J'irai quand même

J’ai vu tellement d’amants qui se brûlaient les yeux
À se crier je t’aime d’un cil un peu humide
La grâce dans le matin de leur amour sublime
Déchirée par le soir et ses cruels adieux.
Ils auraient dû savoir que la valse des jours
Est un ogre affamé, friand de mots d’amour.
Ils auraient dû comprendre que le temps n’a que faire
Des serments éperdus et des tendres affaires.
Ils auraient dû partir avant les terres hostiles
Avant la tragédie des sourires malhabiles
Qui témoignent des cœurs qui ont cessé de battre
Dans la même chaleur, au feu du même âtre.

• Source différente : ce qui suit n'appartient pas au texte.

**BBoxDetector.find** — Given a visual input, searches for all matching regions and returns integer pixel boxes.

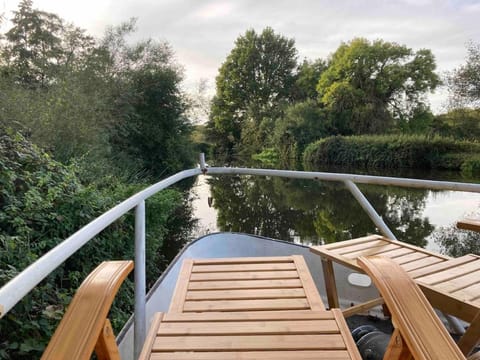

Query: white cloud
[0,0,480,112]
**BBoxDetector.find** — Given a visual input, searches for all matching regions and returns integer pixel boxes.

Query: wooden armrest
[42,261,133,360]
[457,218,480,232]
[358,256,465,360]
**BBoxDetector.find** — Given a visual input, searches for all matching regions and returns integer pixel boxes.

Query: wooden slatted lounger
[140,256,361,360]
[310,235,480,354]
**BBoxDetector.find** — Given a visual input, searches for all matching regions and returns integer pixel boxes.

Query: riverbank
[303,135,480,176]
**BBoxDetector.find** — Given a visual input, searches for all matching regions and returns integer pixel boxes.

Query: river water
[192,169,480,256]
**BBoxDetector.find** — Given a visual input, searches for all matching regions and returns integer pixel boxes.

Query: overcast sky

L’amour au fil des jours est une mer en furie
Née au sel des larmes d’amoureux éconduits,
C’est une louve obstinée à nourrir ses petits
Des éternels regrets, des douloureux dépits
Des ces couples immortels qui ont pourtant péris.
Et moi dans cet enfer, dans ce temple maudit
Où aucune prière jamais ne s’accomplit
Dans ce bout de la terre torride comme un désert
Ce jardin, cette prairie sacrée comme un sanctuaire
J’irai quand même,
J’irai aussi.
Je sais qu’à chaque matin tout sera à refaire
Je sais que le chemin sera jonché d’ornières,
Qu’on y tombe à genoux terrassé d’habitude
S’y rêvant un destin d’un lumineux prélude,
Alors même que déjà le désir volatile
Et le malentendu guettent comme une proie facile
Le premier de nous deux qui clignera des paupières
Oubliant une seconde l’absolu nécessaire:
Ne jamais renoncer, ne jamais se complaire
Croire qu’on est arrivé, qu’on a rejoint l’estuaire.
J’irai sans rien prétendre de tout ce qui sera
Mais l’amour est trop tendre pour qu’on n’y goûte pas.
Et si je dois répandre des cascades de peine
Me tordre de chagrin à m’en ouvrir les veines
J’irai quand même.
Parce que si le hasard ou juste un peu de chance
S’invitait à mon bal pour m’offrir une danse
J’aurais enfin trouvé de quoi donner du sens
À ces jours qui défilent et nous tissent existence.